Rather than diving right into the implementation, we'll focus here on how the pieces fit together, conceptually, in building an ensemble with `stacks`. See the `basics` vignette for an example of the API in action!

## a grammar

At the highest level, ensembles are formed from _model definitions_. In this package, model definitions are an instance of a minimal [workflow](https://workflows.tidymodels.org/), containing a _model specification_ (as defined in the [parsnip](https://parsnip.tidymodels.org/) package) and, optionally, a _preprocessor_ (as defined in the [recipes](https://recipes.tidymodels.org/) package). Model definitions specify the form of candidate ensemble members.

![A diagram representing "model definitions," which specify the form of candidate ensemble members. Three colored boxes represent three different model types; a K-nearest neighbors model (in salmon), a linear regression model (in yellow), and a support vector machine model (in green).](man/figures/model_defs.png)

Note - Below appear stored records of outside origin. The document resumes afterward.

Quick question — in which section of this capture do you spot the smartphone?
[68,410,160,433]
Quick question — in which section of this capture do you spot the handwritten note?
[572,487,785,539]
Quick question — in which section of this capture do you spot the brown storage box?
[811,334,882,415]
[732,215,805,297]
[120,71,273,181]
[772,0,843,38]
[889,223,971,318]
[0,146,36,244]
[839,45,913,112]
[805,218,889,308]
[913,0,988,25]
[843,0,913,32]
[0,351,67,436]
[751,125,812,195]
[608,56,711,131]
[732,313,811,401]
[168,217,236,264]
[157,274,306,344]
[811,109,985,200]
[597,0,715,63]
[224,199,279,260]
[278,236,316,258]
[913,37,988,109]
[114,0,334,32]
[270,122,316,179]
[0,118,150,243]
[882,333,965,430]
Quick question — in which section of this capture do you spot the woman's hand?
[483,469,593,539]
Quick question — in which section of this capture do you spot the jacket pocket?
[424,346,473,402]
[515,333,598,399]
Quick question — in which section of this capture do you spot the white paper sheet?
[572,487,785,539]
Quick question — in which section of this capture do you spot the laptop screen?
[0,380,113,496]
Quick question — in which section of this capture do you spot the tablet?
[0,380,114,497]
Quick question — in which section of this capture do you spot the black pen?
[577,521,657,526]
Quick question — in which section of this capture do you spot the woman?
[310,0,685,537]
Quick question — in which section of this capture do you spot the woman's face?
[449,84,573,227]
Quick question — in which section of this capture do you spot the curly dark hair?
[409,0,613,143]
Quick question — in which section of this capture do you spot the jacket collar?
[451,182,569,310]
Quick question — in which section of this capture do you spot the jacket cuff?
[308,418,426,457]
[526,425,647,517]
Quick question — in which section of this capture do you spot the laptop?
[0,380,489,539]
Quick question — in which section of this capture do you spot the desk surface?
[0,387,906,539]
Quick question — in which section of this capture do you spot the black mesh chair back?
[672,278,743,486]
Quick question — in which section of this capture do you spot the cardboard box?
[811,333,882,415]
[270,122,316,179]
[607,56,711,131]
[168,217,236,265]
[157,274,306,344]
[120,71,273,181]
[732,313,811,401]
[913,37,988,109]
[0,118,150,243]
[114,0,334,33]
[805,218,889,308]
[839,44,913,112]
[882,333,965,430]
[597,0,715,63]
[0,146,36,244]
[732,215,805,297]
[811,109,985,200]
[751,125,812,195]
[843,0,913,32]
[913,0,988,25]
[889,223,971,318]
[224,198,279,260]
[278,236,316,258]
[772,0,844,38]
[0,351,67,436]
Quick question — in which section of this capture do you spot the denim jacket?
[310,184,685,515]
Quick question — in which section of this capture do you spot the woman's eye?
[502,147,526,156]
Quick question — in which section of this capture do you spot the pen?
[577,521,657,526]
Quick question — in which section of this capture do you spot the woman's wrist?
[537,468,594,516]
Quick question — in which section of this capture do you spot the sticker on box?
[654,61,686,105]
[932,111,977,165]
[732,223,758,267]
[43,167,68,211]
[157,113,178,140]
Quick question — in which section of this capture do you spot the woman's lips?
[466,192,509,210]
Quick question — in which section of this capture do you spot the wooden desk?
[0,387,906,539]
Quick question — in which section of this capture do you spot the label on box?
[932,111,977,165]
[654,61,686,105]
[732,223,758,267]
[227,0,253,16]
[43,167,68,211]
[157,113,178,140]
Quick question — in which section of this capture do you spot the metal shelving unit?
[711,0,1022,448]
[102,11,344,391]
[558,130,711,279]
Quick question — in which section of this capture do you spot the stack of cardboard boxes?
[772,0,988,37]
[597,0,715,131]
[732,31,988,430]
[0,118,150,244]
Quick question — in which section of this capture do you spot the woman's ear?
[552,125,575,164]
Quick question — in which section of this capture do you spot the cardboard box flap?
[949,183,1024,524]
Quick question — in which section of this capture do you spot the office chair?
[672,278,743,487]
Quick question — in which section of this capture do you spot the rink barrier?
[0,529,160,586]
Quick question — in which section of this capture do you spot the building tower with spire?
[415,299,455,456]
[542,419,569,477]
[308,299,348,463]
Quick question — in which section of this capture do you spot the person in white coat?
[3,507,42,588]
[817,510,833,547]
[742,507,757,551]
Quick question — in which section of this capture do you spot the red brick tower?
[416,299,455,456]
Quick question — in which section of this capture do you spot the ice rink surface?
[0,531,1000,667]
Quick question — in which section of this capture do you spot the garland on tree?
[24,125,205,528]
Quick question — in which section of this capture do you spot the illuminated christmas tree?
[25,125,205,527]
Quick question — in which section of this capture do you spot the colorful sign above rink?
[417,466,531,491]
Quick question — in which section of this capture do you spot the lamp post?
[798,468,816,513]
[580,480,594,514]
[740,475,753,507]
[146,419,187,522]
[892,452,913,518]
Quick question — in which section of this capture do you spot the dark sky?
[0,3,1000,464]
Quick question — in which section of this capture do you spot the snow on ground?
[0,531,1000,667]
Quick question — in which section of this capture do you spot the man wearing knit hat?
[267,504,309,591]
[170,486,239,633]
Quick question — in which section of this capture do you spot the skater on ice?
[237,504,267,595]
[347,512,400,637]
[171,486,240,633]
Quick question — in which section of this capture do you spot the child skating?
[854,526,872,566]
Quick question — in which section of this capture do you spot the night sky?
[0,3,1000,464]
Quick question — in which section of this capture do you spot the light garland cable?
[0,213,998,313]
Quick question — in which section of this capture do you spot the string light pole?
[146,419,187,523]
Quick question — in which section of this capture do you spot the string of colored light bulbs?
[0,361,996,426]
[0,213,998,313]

To be used in the same ensemble, each of these model definitions must share the same _resample_. This [rsample](https://rsample.tidymodels.org/) `rset` object, when paired with the model definitions, can be used to generate the tuning/fitting results objects for the candidate _ensemble members_ with tune.

![A diagram representing "candidate members" generated from each model definition. Four salmon-colored boxes labeled "KNN" represent K-nearest neighbors models trained on the resamples with differing hyperparameters. Similarly, the linear regression model generates one candidate member, and the support vector machine model generates six.](man/figures/candidates.png)

Candidate members first come together in a `data_stack` object through the `add_candidates()` function. Principally, these objects are just [tibble](https://tibble.tidyverse.org/)s, where the first column gives the true outcome in the assessment set (the portion of the training set used for model validation), and the remaining columns give the predictions from each candidate ensemble member. (When the outcome is numeric, there's only one column per candidate ensemble member. Classification requires as many columns per candidate as there are levels in the outcome variable.) They also bring along a few extra attributes to keep track of model definitions.

![A diagram representing a "data stack," a specific kind of data frame. Colored "columns" depict, in white, the true value of the outcome variable in the validation set, followed by four columns (in salmon) representing the predictions from the K-nearest neighbors model, one column (in tan) representing the linear regression model, and six (in green) representing the support vector machine model.](man/figures/data_stack.png)

Then, the data stack can be evaluated using `blend_predictions()` to determine to how best to combine the outputs from each of the candidate members.  In the stacking literature, this process is commonly called _metalearning_.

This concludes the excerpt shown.